Lucia Popp was forty-three 
                when she gave this recital, a co-production 
                with Bavarian Radio. It shows her in 
                marvellous voice in her early maturity, 
                one that was to be so cruelly cut short 
                a decade later with her premature death. 
                The repertoire covers a cross-section 
                of her roles and demonstrates uncommon 
                linguistic and stylistic affinities. 
                She has the very competent support here 
                of the Münchner Rundfunkorchester 
                under Kurt Eichhorn and a straightforward 
                and unproblematic recording. 
              
One can hear, from 
                the floated high notes in Die Zauberflöte, 
                that her mechanism was in fine repair. 

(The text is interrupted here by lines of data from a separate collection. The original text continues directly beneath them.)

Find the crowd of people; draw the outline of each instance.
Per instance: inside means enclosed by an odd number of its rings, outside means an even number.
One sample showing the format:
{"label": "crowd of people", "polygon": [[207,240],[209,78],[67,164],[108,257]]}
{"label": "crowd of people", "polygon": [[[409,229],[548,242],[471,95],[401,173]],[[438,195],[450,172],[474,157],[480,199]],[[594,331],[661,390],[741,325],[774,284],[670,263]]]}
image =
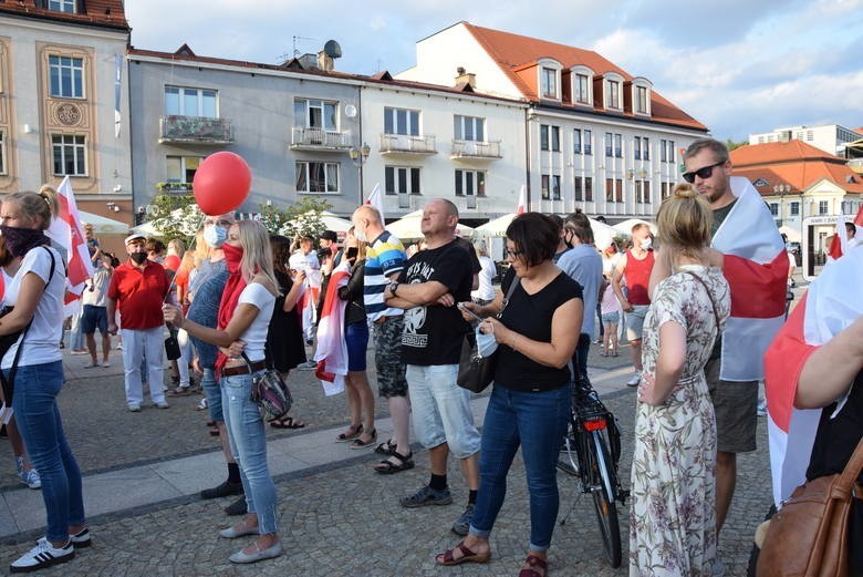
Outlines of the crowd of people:
{"label": "crowd of people", "polygon": [[[332,231],[294,243],[225,214],[206,217],[194,250],[133,234],[121,264],[91,231],[95,272],[81,312],[84,350],[92,367],[106,367],[110,334],[122,334],[131,412],[142,411],[144,382],[152,404],[167,409],[167,396],[188,394],[199,375],[227,468],[226,480],[201,497],[238,496],[226,513],[241,517],[219,535],[254,537],[230,556],[233,563],[283,553],[267,427],[250,400],[254,379],[268,369],[289,379],[298,368],[339,364],[349,414],[333,441],[377,453],[372,471],[393,475],[416,466],[413,415],[415,439],[429,455],[428,482],[399,497],[401,506],[453,503],[448,463],[455,455],[468,496],[451,530],[462,538],[435,557],[439,565],[489,561],[507,477],[522,450],[530,530],[519,575],[544,577],[559,509],[555,464],[578,399],[573,388],[589,383],[591,342],[597,338],[600,354],[616,357],[618,332],[625,331],[634,369],[626,384],[637,388],[630,575],[721,575],[717,543],[735,493],[737,454],[756,447],[762,359],[768,352],[768,369],[771,354],[777,367],[786,361],[776,344],[767,349],[784,320],[789,262],[758,193],[732,177],[724,144],[698,140],[684,164],[685,182],[663,199],[656,235],[638,224],[621,251],[616,244],[599,250],[590,219],[578,210],[565,218],[516,217],[506,233],[509,266],[499,289],[488,247],[456,235],[458,208],[440,198],[425,206],[422,246],[409,256],[370,205],[354,212],[341,247]],[[51,189],[9,195],[0,208],[3,303],[13,306],[0,319],[0,344],[8,336],[13,341],[2,356],[3,394],[27,449],[21,457],[29,456],[28,471],[41,476],[48,516],[45,537],[12,563],[12,571],[69,560],[90,544],[81,474],[56,406],[63,260],[42,233],[54,216]],[[819,303],[830,301],[841,278],[860,275],[860,255],[849,250],[817,284],[823,287]],[[852,260],[856,269],[848,272]],[[836,313],[829,333],[801,346],[797,372],[768,371],[776,422],[781,408],[830,406],[818,413],[812,462],[805,460],[809,471],[796,482],[841,470],[863,433],[857,300],[848,309],[853,313]],[[315,329],[324,318],[340,327],[341,346],[318,342],[318,352],[306,353],[322,337]],[[163,384],[166,328],[179,348],[171,390]],[[475,329],[497,356],[481,432],[470,393],[456,382],[462,338]],[[788,330],[777,342],[790,338]],[[19,331],[23,337],[15,340]],[[376,387],[366,372],[370,340]],[[825,372],[832,372],[829,382]],[[392,418],[386,440],[375,424],[375,389]],[[284,415],[270,426],[305,423]],[[830,435],[842,440],[840,447],[828,443]],[[776,492],[777,503],[787,488]],[[860,515],[857,506],[853,535],[863,527]],[[860,571],[863,554],[852,549],[852,570]]]}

                This was always something of a wonder 
                of Popp’s singing – and it never sounded 
                like mere artifice or conceit – and 
                was always at the service of the expressive 
                and interior meaning of the text, as 
                here. Her control of colour and intimacy 
                of shading are exemplary in this aria 
                – and note that she is now a Pamina 
                and not, as in her youth, Queen of the 
                Night. Technically what is so impressive 
                is, inter alia, control of dynamics 
                when going up; she maintains scrupulous 
                dynamic gradients and seldom forces 
                the voice. And there is quite enough 
                power at the climaxes as well – both 
                features that illuminate the Weber. 

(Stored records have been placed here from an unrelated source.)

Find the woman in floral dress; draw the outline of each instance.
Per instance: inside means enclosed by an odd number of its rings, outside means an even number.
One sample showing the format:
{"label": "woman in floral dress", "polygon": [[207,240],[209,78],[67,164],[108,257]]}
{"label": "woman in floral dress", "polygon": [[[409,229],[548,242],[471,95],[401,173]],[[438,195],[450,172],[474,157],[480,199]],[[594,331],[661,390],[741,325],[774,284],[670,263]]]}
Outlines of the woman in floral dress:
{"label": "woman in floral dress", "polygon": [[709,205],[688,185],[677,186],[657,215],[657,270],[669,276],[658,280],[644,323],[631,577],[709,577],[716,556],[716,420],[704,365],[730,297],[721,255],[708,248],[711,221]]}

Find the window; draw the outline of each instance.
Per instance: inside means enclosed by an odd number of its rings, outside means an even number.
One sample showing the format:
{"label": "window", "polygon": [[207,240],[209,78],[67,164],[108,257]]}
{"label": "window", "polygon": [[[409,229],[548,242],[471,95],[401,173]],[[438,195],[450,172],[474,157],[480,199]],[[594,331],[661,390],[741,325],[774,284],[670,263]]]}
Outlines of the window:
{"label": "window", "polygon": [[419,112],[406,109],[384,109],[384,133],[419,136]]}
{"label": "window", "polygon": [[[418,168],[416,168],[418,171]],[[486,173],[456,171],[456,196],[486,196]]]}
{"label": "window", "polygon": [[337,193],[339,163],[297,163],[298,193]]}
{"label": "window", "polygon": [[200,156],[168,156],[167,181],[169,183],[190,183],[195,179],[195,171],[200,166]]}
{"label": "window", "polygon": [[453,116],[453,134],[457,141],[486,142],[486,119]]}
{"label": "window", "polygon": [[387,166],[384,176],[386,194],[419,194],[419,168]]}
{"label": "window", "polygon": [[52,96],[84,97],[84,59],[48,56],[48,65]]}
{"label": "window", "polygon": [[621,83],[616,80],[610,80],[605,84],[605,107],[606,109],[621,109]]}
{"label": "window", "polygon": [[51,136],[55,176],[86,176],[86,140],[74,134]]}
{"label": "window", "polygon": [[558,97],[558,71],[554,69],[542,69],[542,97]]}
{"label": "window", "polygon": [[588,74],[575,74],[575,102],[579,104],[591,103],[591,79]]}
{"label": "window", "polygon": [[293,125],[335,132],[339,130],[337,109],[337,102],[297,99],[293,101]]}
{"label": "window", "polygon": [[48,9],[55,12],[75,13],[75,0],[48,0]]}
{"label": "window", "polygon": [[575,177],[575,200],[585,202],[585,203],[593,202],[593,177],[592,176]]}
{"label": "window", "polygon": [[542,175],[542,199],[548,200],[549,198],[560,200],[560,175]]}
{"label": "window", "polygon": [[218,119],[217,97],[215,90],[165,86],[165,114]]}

                It’s exciting to hear her Goetz as I 
                wasn’t aware she had sung any. It’s 
                as one would expect: carried off with 
                idiomatic mastery and with just a hint 
                of the soubrette still in the voice. 
              
Often in a mixed recital 
                such as this there are points of relative 
                weakness; a certain unfamiliarity with 
                language or a rather generic approach. 

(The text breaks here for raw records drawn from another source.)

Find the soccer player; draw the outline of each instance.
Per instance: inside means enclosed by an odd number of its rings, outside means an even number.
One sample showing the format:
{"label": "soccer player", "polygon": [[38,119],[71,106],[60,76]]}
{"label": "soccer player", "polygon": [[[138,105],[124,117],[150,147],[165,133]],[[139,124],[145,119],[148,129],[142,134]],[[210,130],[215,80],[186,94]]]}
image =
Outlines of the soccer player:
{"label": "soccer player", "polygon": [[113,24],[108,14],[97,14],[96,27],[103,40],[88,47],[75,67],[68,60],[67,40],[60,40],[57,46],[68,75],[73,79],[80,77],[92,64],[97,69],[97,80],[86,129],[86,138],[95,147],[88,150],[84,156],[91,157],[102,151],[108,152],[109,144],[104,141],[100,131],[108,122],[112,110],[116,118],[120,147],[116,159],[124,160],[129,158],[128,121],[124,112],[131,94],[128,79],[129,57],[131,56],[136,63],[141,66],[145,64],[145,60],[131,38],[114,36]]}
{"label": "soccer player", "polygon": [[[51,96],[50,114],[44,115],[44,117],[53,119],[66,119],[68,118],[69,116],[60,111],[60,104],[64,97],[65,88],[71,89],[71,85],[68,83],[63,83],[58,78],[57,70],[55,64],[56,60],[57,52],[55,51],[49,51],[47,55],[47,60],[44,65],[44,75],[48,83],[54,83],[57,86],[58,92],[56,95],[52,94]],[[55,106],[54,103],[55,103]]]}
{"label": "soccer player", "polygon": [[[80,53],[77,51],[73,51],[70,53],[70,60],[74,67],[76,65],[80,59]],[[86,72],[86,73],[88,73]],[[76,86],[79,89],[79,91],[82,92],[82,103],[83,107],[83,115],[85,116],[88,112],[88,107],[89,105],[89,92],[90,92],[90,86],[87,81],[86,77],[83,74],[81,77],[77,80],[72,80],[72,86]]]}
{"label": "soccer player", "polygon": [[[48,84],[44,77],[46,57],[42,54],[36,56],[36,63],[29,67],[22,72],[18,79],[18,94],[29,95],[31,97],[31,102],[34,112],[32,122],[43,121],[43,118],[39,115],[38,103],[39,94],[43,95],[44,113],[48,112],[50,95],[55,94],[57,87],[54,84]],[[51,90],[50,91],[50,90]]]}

                One never feels that with Popp. Maybe 
                the Italian arias, though beautifully 
                sung, are a mite reserved but it’s really 
                only a matter of degree, a question 
                of approach. Her French arias certainly 
                seem to me impressive documents of her 
                art and if one might perhaps have hoped 
                for rarer repertoire then at least we 
                get them beautifully sung. We end with 
                her native repertoire – a really fine 
                Smetana and one of her warhorses, Mesícku 
                na nebi hlubokémt (O Silver Moon), 
                from Rusalka. Popular though it is, 
                too many sopranos come to grief over 
                it, getting squally and unfocusedly 
                torrid. Popp stays on the right side. 
              
This is very much a 
                tribute to Popp – there are no texts 
                and little other documentation. But 
                I don’t really think it matters. This 
                is most assuredly for her many admirers 
                and they will find all her many virtues 
                here, undimmed and untainted by time.